Is that how you approach prayer, too?

“I’m too sinful.”

“It doesn’t change anything.”

“He doesn’t listen.”

“He already knows.”

“I don’t know how to pray.”

We all fall into those traps. We can easily convince ourselves that we’re better off keeping our mouths shut. (Unless of course, we are angry or being foolish. Then we ironically tend to be most confident in our speech. The Bible frequently warns against this.) Even when our hearts are aching to speak gracious words, we think those words are inadequate so we clam up.

Here’s the kicker: we’re right in thinking that our words are weak. We who twist the truth with our tongues aren’t worthy to whisper in God’s ear. We who curse and cut down our peers couldn’t deserve to call on His name. Yet, He wants us to pray to Him. He even commands that we do.

Why would the God Who spoke the world into existence listen to us as we stutter and struggle to say anything? Why would our friends want us to speak when words are no more than that – words?

The Hope: The Spirit Helps

Speaking is necessary in human relationships because, even when words fall short, the act of speaking reveals the intent of the heart. Words will never measure up to the great love, joy, pain or sorrow they attempt to express, but speech is a powerful way that one human heart reaches out to another.

In the same way, the act of praying reveals the intent of the Spirit. Though our weak words don’t measure up to the thoughts of the Almighty God and though our mortal thoughts are no match for His wisdom, the Spirit of God inside us reaches out to the Spirit of the Father above us when we pray.

We don’t always know how other people will react to the words we offer. But as long as we make the effort to speak, we are giving the relationship a chance survive and grow. If our words are rejected, if our hearts are rejected, at least we can say we tried.

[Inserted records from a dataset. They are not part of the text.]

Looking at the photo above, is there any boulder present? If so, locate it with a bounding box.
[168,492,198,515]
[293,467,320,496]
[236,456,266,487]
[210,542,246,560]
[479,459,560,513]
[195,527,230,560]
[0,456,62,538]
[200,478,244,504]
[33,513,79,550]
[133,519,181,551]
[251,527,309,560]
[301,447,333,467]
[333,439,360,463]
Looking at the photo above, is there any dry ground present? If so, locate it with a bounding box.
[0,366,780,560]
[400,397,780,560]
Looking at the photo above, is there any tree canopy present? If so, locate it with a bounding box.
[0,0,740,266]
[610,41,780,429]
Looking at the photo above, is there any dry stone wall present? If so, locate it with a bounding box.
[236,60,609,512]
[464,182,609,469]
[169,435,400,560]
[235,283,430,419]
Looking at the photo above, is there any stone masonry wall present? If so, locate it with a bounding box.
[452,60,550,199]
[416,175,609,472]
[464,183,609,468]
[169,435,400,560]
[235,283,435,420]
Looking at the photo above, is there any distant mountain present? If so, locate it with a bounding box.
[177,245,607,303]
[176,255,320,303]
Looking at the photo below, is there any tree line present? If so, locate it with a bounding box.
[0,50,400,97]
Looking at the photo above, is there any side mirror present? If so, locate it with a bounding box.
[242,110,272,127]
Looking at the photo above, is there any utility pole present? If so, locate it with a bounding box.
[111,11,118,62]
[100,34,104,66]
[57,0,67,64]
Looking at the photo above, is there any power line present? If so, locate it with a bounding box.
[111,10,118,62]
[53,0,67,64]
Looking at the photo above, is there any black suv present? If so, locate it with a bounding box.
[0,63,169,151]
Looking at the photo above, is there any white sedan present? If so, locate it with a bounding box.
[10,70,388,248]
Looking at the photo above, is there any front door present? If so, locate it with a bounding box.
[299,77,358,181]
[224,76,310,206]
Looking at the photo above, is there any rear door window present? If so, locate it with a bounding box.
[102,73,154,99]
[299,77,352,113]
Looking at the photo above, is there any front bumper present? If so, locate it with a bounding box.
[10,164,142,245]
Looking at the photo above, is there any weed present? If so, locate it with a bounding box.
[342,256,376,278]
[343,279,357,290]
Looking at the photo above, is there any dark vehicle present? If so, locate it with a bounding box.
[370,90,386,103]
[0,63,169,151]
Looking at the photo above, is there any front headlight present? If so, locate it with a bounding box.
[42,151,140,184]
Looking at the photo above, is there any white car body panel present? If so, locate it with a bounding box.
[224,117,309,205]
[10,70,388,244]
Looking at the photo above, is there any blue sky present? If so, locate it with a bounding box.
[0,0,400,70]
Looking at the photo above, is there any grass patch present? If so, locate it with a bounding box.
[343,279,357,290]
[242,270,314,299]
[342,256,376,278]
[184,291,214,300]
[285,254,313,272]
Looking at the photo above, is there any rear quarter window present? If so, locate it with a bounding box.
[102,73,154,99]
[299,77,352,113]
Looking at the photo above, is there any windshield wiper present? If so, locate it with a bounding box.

But we know how God will respond to the prayer of a Christian. In a letter to the Roman church, Paul explained the mystery of prayer and why it works. He wrote:

“The [Holy] Spirit comes to our aid and bears us up in our weakness; for we do not know what prayer to offer nor how to offer it worthily as we ought, but the Spirit Himself goes to meet our supplication and pleads in our behalf with unspeakable yearnings and groanings too deep for utterance.

And He Who searches the hearts of men knows what is in the mind of the [Holy] Spirit [what His intent is], because the Spirit intercedes and pleads [before God] in behalf of the saints according to and in harmony with God’s will.” (Romans 8:26-27, AMP).

When are hearts are right, God responds to our prayers by transforming our broken, lacking, stuttered words into sweet smelling incense. He interprets them so that they are entirely in harmony with His own will. We don’t need lofty words to impress Him. We don’t even need to come prepared.

Alexander Gould, a sophomore at Davidson College, wrote a poem about speech and gave us permission to share it. The poem, Prelude, speaks for itself:

O! the pow'r of speech—
Nay, the pow'r of Truth;
I have mispake already.
Mortal tongue adorns
Its sluggish girth in weak
Facsimile of Truth’s
Most rainbow’d robes,
Paper to the silk
Of stars.
Truth, who sits on throne
Of gold. Tongue, who licks
Its shadow like a bone.

O! Tongue’s fair screech
Is nothing to the proof
Of Meaning’s gilded rod.
Speech, who seldom hits
The mark, who falleth short
In “God is good,” and yet
Who stretcheth long in most
Things else.
How can the God of love
Hear us our crippled speech,
And yet such pen'tence ‘prove?

Still, I shall sing,
And hope my verse can measure
The rhythm of a mortal
Imagination. And I
Shall hope the musings of
My mind will rest on my
Soul’s song:
The overtones mine ear
Can hear of the Music
Of the inmost Sphere.

Yes, our words are weak. But the Word of God – living in us – is powerful.